I may be his biggest fan. Foss was born in Candia, NH in 1858, graduated from Portsmouth High School, and worked his way through Brown University. His five books of poetry are witty, sentimental, optimistic, and entirely out of print. I read them all and extracted 100 of my favorite verses. I hoped to republish them in a small book called Poems for the Common Man: The Best of Foss. So far, no publisher is interested. Maybe I should ask Mitt.
Mitt Romney likes to quote from a poem that, he says, his mother read to him as a child. His favorite passage goes: “Bring me men to match my mountains; bring me men to match my plains. Men with empires in their purpose, and new eras in their brains.”
Romney probably doesn’t know that Sam Walter Foss had an almost pathological distrust of politicians.
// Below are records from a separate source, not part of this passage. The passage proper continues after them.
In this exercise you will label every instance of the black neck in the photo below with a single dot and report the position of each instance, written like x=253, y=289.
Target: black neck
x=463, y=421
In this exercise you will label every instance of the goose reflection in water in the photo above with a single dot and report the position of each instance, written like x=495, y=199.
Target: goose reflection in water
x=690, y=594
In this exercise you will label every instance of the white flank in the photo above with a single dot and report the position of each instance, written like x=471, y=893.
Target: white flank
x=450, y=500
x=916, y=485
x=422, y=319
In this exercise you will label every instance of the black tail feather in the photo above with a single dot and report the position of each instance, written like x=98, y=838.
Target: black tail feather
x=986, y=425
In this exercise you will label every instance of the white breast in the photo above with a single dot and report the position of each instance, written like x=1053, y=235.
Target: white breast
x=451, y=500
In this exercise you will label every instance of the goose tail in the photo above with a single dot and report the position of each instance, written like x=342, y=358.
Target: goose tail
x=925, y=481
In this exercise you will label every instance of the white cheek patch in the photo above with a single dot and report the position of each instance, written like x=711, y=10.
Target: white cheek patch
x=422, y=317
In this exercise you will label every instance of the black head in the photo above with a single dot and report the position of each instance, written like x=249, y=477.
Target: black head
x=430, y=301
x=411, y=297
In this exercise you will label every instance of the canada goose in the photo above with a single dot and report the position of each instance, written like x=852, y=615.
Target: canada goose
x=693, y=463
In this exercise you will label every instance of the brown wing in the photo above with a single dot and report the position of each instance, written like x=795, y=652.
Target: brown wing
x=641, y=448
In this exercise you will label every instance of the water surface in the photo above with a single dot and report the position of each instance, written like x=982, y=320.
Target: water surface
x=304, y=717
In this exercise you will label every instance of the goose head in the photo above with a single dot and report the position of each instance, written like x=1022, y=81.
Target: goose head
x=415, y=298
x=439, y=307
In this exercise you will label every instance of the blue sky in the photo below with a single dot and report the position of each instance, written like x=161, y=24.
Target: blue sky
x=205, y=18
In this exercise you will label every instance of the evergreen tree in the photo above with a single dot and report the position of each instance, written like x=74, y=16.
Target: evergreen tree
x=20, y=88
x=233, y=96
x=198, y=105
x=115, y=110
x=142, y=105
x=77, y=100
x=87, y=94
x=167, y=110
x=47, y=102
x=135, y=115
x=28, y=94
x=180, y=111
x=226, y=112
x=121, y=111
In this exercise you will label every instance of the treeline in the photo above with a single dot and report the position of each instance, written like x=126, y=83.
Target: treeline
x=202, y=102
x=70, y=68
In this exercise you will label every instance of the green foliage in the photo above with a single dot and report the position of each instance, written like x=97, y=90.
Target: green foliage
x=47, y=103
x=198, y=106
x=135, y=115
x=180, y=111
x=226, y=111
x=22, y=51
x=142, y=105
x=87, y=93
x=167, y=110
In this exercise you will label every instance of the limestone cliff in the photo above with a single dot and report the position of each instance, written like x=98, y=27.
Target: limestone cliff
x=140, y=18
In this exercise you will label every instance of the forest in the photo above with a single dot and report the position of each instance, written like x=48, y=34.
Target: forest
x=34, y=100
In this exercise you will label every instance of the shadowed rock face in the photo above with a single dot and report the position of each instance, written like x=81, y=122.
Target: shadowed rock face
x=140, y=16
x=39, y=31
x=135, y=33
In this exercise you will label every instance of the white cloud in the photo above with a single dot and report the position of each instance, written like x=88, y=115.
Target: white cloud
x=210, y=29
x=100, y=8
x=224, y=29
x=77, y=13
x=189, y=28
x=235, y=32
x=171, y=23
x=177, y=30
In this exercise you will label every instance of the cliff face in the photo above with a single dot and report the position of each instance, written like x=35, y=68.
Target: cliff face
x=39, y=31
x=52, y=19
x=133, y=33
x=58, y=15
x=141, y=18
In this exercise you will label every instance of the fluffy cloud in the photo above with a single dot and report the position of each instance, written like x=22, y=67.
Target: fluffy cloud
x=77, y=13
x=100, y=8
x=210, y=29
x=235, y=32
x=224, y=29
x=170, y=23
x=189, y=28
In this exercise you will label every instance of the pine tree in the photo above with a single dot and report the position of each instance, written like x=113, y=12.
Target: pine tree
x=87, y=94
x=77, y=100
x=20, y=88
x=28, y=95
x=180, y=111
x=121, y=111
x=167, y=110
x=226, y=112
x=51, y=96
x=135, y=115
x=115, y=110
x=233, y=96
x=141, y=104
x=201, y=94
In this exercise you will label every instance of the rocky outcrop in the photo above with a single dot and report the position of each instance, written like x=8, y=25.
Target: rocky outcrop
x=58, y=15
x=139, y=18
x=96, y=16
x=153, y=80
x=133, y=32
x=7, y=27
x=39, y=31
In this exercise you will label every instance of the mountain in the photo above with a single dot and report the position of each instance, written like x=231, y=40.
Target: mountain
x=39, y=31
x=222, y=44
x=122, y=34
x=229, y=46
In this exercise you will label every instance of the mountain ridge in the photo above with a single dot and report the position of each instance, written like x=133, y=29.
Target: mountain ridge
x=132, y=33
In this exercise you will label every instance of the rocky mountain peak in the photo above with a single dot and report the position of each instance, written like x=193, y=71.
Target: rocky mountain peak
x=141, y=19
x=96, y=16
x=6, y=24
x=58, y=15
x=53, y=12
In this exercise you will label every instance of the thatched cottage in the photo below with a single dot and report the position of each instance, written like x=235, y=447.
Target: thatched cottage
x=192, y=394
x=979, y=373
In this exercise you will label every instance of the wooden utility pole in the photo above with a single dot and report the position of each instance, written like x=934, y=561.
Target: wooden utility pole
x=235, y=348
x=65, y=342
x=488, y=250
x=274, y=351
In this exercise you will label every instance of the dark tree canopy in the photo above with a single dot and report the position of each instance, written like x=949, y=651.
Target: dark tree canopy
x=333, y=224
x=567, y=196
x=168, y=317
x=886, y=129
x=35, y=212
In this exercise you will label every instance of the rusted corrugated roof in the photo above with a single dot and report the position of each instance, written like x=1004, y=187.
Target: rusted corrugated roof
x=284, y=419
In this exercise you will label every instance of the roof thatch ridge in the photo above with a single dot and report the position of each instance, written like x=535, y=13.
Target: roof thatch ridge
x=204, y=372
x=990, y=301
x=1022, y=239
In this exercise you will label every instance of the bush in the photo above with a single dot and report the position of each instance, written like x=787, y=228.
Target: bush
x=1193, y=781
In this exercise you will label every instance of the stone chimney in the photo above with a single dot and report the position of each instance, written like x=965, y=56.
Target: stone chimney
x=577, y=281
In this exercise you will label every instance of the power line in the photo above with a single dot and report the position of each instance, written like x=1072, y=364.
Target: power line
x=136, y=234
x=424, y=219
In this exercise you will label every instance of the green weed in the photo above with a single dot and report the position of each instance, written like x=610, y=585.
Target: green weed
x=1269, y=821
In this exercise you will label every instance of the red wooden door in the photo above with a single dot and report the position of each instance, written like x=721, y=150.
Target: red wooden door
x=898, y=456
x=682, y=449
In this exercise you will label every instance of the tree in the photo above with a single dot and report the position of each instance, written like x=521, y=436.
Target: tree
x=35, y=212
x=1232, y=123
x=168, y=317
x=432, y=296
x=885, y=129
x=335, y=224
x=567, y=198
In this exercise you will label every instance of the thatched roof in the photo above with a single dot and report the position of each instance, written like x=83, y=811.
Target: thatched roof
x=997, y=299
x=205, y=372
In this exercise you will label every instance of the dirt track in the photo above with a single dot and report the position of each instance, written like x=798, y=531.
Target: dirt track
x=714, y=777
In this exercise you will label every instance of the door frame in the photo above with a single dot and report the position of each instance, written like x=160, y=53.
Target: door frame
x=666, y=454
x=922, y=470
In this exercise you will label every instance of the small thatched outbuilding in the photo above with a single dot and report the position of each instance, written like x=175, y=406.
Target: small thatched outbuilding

He found them endlessly disappointing and wrote poem after poem mocking their empty campaign rhetoric and corrupt administrations. Foss was the poet for the “common man,” compassionate to foreign immigrants, the down-trodden, and the poor. Foss was a dove, not a hawk, and more libertarian than capitalist. He was a strong advocate of social programs, and the redistribution of wealth from the haves to the have-nots. Using the vernacular of his era rather than lofty language Foss wrote: “All Nature is sick from her heels to her hair, when a feller is out of a job.”
The richer and more powerful men get, Foss often pointed out, the sillier they become. If he wrote about a boy “who was dumber than snowbirds in summer,” that boy was likely to grow up to be president – or at least the mayor. Foss called for fresh untried American citizens to “come up from the crowd.” Unfortunately, Foss points out, the political world is toxic, and even the common man quickly becomes corrupt soon after he is elected to office. Politics, for Foss, was a comic opera and a Catch-22. Even when your candidate wins, you lose.